• Tuesday, Mar 19, 2019
  • Last Update : 01:17 am

HC for legal action against Coca-Cola for using offensive Bangla words

  • Published at 01:39 pm March 14th, 2019
web-Coca-Cola-Bangla-Words.jpg
There seems some distortion of Bangla words by beverage company Coca-Cola Bangladesh Dhaka Tribune

The court has asked nine people to respond to the ruling within four weeks

The High Court has issued a ruling asking why directives should not be given for taking legal action against beverage company Coca-Cola for using offensive Bangla words in its advertisement.

The High Court bench of Justice FRM Nazmul Ahasan and Justice KM Kamrul Kader issued the rule following a writ petition filed by Supreme Court lawyer Chandan Chandra Sarkar on February 27, seeking a restriction on the use of the offensive words in Coca-Cola's advertisement.

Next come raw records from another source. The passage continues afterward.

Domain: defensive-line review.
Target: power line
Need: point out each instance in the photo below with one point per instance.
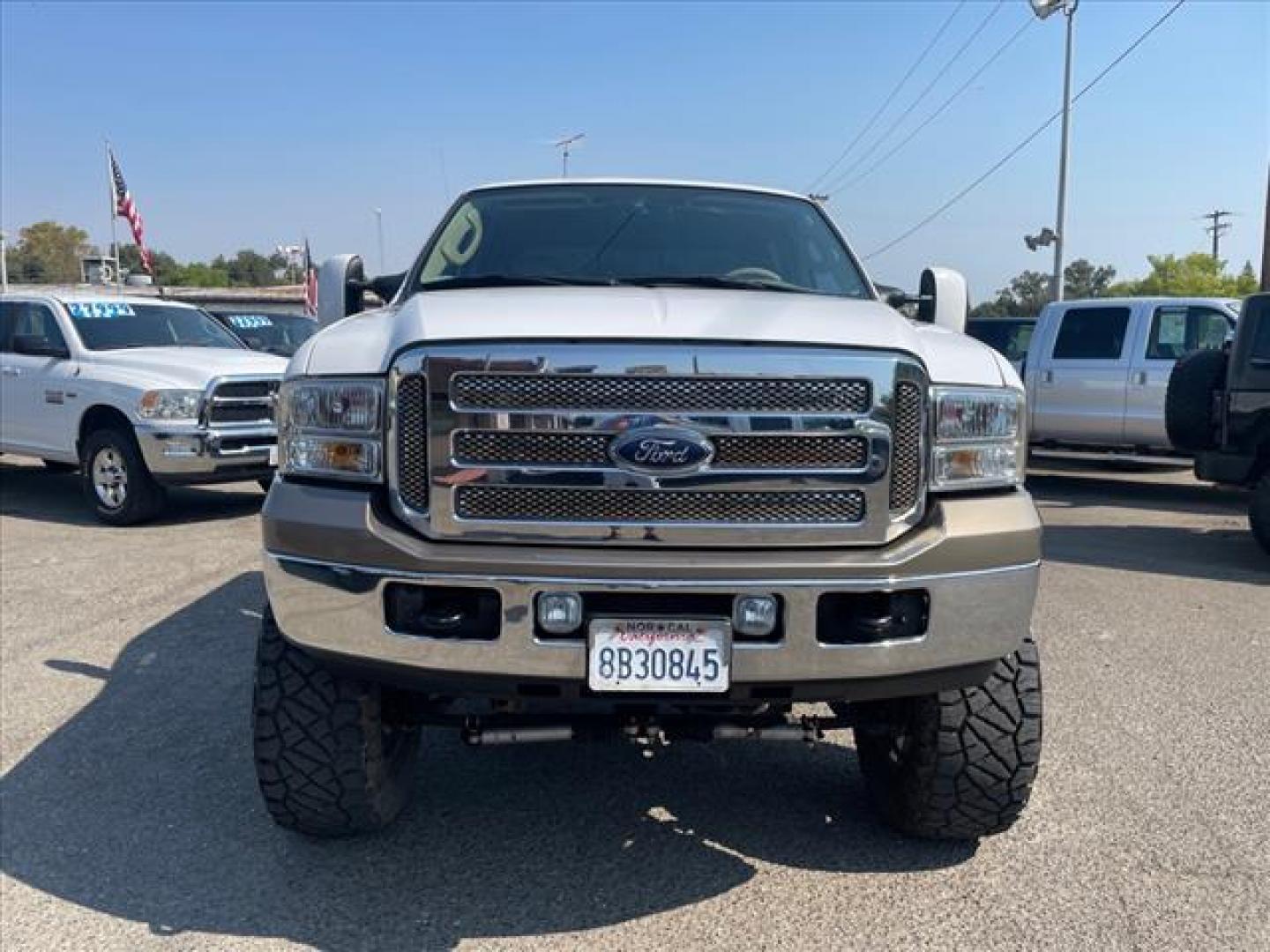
(1030, 138)
(943, 107)
(921, 97)
(889, 100)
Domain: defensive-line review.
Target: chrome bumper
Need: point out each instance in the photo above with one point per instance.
(329, 556)
(176, 452)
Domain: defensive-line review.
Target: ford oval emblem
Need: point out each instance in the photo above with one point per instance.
(661, 450)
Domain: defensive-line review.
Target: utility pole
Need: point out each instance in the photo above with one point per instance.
(378, 225)
(1265, 242)
(563, 145)
(1217, 228)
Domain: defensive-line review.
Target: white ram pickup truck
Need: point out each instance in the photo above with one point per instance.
(136, 394)
(646, 460)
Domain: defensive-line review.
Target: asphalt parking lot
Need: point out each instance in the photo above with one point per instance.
(131, 820)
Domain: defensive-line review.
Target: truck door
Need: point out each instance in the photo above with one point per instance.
(1166, 333)
(36, 413)
(1080, 385)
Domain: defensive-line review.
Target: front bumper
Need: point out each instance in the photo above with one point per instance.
(181, 453)
(331, 553)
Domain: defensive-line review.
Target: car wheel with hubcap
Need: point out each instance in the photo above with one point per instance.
(116, 479)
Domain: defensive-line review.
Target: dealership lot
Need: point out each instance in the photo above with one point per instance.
(130, 816)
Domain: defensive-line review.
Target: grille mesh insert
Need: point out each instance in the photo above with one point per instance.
(906, 456)
(657, 507)
(533, 391)
(732, 450)
(413, 442)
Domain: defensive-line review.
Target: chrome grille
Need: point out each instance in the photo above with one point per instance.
(242, 401)
(510, 442)
(732, 452)
(657, 505)
(906, 461)
(412, 442)
(661, 394)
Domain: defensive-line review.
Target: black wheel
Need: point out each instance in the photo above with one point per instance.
(958, 764)
(328, 761)
(1259, 513)
(1189, 415)
(116, 479)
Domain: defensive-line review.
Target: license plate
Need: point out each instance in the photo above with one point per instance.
(663, 655)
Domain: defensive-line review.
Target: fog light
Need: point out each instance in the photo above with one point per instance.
(753, 616)
(559, 612)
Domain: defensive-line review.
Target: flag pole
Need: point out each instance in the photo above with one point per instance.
(115, 216)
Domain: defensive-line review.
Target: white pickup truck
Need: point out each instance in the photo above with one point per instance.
(133, 392)
(648, 460)
(1096, 371)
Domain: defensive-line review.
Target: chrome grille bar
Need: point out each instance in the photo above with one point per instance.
(513, 442)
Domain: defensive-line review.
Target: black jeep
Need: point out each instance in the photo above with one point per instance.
(1218, 407)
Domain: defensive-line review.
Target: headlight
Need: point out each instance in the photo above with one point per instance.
(332, 428)
(979, 438)
(169, 404)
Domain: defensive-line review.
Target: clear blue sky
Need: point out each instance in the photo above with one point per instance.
(251, 124)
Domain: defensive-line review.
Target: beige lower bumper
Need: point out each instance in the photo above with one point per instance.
(329, 557)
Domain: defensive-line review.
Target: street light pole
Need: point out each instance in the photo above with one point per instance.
(378, 224)
(1061, 215)
(1042, 9)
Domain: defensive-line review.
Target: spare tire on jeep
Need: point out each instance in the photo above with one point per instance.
(1189, 415)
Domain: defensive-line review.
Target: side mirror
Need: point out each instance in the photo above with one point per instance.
(340, 282)
(944, 299)
(38, 346)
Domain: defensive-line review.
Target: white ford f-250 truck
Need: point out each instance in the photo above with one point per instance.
(133, 392)
(649, 460)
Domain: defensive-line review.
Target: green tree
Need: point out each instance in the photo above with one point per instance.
(1082, 279)
(250, 270)
(1197, 274)
(49, 253)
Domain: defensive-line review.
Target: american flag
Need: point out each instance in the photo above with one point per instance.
(126, 208)
(310, 283)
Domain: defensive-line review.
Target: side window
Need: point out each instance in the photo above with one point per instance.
(1211, 328)
(1093, 334)
(1179, 329)
(8, 322)
(38, 322)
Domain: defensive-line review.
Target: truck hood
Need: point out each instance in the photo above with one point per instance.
(190, 367)
(367, 343)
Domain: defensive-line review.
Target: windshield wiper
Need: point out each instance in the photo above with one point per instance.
(721, 280)
(510, 280)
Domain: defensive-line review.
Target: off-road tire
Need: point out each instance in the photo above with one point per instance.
(1259, 513)
(328, 762)
(1189, 417)
(144, 496)
(958, 764)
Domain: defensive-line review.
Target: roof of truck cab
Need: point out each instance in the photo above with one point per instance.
(1156, 300)
(672, 183)
(78, 294)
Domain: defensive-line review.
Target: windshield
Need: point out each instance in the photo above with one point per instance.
(272, 333)
(648, 235)
(113, 325)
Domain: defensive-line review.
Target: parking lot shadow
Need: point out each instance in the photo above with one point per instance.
(144, 807)
(34, 493)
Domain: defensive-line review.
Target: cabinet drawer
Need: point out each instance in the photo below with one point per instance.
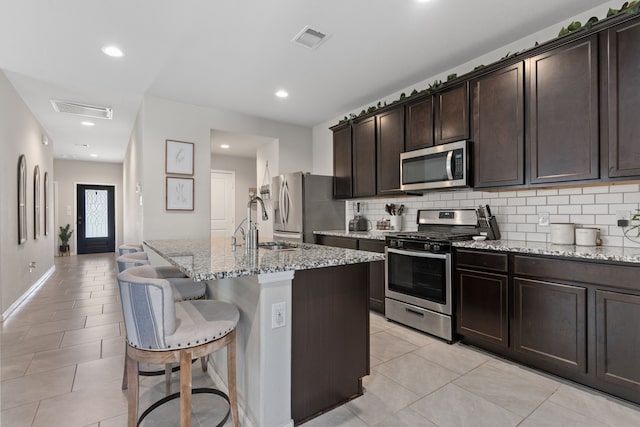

The bench issued another rule asking the authorities concerned to explain as to why the use of offensive words in the advertisement should not be declared illegal.

Hearing a writ, the High Court bench has asked nine people-- including the secretaries of the law ministry, information ministry and education ministry, Bangla Academy’s director general, and beverage company Coca-Cola—to file a response to the ruling within four weeks.


Also Read- High Court: Meaning of Bangla words on Coca-Cola bottles are distorted


Advocate Moniruzzaman Rana stood for the writ during the hearing, while Coca-Cola was represented by Mostafizur Rahman.

Deputy Attorney General Barrister ABM Abdullah Al Mahmud Bashar moved for the State.

On March 11, the same bench deemed the meaning of Bangla words on Coca-Cola labels distorted, and has remarked that the words discredit the Bangla language.

The words are: “jotil,” “chorom,” “matha noshto,” “babu,” “dhila,” “fapor,” “jaan,” “guti,” “gaab,” “agun,” “kora,” “osthir,” “part,” “pera,” “bepok,”  “ja-ta.” 

After the said word, the current meaning of the word used is given below. Such as, if the word is “pera” then “conventional meaning: excessive trouble” has been written.

The campaign was conducted throughout February hoping to revive some of the once widely-used Bengali words that are in the danger of being forgotten.

During the campaign, the company received a total of 5,500 word submissions nominated as Bengali words and finalized a list of 336 words.